In July 2015, Nabla Quadro started an R&D project to upgrade the Sky Light Sensor, which is based on optical and magnetic detection principle. The aim is to optimise this device to monitor aircraft parked at an airport stand, where aircraft head towards after landing. The output is a brand-new product: Sky Light Aircraft System.
Its main purpose is to solve the issue of knowing exactly when an aircraft occupies a parking stand and also doing it in real-time and automatically. In fact, airports don’t have any certified systems able to state the exact block-on and block-off times for airplanes in the remote stands. For this reason, there are often inconsistencies between the communications made by airline pilots and ground handling operators. Sky Light Aircraft System is a wireless system to monitor individual stands, giving the exact block-on and block-off times. Thanks to this system, airports can provide official and accurate data, avoiding misunderstandings between airlines and ground handling companies.

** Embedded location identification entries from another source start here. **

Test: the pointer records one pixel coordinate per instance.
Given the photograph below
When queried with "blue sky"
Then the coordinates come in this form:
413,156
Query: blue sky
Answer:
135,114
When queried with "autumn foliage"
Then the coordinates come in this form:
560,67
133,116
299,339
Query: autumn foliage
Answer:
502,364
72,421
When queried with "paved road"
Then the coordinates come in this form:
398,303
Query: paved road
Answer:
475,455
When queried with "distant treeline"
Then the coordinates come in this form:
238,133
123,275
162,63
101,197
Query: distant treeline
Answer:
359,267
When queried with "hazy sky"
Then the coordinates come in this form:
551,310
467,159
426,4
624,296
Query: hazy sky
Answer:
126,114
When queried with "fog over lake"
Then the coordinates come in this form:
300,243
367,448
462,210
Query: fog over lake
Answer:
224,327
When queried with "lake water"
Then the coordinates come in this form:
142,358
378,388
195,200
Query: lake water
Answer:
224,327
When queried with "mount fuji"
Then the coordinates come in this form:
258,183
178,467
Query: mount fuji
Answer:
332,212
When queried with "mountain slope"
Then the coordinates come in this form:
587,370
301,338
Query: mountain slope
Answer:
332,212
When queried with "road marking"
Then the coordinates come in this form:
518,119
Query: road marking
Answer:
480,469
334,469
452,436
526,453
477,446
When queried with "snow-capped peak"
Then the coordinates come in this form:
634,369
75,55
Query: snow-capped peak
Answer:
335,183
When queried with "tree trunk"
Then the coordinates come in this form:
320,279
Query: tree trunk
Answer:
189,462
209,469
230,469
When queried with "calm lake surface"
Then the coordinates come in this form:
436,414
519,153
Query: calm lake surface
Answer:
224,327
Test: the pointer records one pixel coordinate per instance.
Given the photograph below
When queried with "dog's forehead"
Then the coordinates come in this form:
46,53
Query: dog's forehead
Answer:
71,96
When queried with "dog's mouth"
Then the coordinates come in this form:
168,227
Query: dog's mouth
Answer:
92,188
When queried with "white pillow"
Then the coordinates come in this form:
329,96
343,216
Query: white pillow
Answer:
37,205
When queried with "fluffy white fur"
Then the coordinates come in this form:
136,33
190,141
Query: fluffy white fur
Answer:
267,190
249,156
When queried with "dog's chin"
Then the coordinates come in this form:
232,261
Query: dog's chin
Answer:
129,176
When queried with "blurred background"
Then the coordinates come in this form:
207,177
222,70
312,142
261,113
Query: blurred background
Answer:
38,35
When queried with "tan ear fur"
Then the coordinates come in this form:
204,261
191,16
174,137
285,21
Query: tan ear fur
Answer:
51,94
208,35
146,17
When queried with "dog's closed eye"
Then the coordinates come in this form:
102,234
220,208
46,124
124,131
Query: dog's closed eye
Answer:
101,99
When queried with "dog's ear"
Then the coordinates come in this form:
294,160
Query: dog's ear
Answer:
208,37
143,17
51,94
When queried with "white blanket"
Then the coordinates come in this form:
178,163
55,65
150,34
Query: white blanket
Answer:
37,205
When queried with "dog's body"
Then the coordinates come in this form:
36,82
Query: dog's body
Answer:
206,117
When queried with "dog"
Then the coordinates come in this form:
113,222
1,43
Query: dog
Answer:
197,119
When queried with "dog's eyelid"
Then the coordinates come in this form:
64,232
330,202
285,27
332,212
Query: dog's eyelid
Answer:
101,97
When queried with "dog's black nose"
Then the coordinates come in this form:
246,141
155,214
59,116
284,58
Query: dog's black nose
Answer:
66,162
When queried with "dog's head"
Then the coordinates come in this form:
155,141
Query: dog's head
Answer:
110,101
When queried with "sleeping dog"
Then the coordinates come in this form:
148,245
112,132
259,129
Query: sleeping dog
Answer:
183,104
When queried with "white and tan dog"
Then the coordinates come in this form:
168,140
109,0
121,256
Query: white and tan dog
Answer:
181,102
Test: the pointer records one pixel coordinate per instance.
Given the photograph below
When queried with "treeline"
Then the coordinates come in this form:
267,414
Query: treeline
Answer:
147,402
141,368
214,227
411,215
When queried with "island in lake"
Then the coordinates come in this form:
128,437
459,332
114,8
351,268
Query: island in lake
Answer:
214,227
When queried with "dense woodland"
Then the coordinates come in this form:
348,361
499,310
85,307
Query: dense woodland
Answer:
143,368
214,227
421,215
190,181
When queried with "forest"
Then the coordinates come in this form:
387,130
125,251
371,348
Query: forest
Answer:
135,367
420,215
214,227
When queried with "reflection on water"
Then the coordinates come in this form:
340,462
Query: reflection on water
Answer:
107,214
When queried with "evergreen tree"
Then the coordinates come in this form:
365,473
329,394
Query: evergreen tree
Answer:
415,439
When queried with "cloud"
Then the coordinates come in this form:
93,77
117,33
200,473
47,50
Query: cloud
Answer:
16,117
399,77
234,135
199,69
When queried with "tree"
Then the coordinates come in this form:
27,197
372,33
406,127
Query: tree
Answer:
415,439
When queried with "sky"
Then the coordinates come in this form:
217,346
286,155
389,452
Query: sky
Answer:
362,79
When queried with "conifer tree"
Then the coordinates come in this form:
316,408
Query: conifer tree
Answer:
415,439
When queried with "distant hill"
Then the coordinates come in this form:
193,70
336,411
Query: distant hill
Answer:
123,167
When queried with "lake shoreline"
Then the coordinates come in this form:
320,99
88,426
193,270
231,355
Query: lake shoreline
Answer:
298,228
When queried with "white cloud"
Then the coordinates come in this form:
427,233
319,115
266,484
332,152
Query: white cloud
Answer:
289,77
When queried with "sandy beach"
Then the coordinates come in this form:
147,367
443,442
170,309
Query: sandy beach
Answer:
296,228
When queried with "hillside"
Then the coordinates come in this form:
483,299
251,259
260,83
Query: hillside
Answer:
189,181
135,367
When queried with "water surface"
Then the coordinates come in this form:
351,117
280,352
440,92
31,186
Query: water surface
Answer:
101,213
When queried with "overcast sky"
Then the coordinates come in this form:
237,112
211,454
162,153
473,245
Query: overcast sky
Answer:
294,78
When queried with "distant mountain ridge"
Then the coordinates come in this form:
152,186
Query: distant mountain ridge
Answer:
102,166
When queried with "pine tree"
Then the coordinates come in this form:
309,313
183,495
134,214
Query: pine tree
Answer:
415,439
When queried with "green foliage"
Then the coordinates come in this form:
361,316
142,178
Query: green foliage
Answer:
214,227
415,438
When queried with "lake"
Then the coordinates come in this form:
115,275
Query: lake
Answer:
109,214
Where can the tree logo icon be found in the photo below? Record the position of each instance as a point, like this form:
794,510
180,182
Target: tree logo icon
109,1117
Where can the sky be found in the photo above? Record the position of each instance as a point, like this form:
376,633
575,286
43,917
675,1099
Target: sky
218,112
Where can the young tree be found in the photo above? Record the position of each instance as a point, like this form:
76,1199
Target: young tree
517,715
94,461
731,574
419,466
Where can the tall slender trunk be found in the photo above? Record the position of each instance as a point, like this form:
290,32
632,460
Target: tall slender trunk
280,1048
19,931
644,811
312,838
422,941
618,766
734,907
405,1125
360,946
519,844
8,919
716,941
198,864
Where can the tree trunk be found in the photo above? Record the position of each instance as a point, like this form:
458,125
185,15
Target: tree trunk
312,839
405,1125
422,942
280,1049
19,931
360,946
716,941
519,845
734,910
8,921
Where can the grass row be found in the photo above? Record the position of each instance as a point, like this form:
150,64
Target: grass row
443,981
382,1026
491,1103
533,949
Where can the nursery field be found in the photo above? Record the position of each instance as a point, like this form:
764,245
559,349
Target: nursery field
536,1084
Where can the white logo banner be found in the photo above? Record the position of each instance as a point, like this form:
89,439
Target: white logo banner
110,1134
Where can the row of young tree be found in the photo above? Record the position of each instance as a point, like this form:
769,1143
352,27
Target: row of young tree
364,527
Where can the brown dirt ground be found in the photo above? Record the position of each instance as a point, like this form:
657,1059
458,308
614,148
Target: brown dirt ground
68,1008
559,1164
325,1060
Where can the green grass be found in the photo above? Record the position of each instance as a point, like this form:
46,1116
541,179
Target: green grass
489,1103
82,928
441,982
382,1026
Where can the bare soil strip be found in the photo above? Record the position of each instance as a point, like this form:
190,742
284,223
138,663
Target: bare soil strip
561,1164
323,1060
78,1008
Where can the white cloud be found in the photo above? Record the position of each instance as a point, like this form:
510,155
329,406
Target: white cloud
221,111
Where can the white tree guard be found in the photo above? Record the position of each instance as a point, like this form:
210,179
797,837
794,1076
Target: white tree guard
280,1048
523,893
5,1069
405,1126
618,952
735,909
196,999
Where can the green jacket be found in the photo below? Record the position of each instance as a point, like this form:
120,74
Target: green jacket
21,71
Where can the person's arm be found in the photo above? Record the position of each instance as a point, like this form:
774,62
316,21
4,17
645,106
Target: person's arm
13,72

R&D activity is constantly supported by tests on-site in the airport airside, to prove the effectiveness of the detection in the same conditions the device will be working during its life.
The test site is inside the Milan Malpensa Airport, which is managed by SEA Aeroporti di Milano SpA.
The first stage of the project involved two stands, one equipped with 4 sensors, the other with 2 of them. It lasted 6 months and led to determine the optimal layout for sensor installation in airport stands, to detect aircraft of any size. Moreover, the algorithm parameters have been refined to adapt to this precise and unprecedented purpose of detecting aircraft.
Later, the second step of this project started in September 2016 to prove the effectiveness of the R&D developments accomplished after phase one.
The installation of Sky Light Aircraft System – 2.0 version took place in March 2017, involving 18 airport parking stands within the Terminal 2 of Milano Malpensa Airport. Data have been constantly under analysis and they will be for 12 months, to evaluate the performance of the system in any meteorological condition and temperature.
The next step of the project is to replace all the sensors with an upgraded version that has LoRaWAN radio connectivity.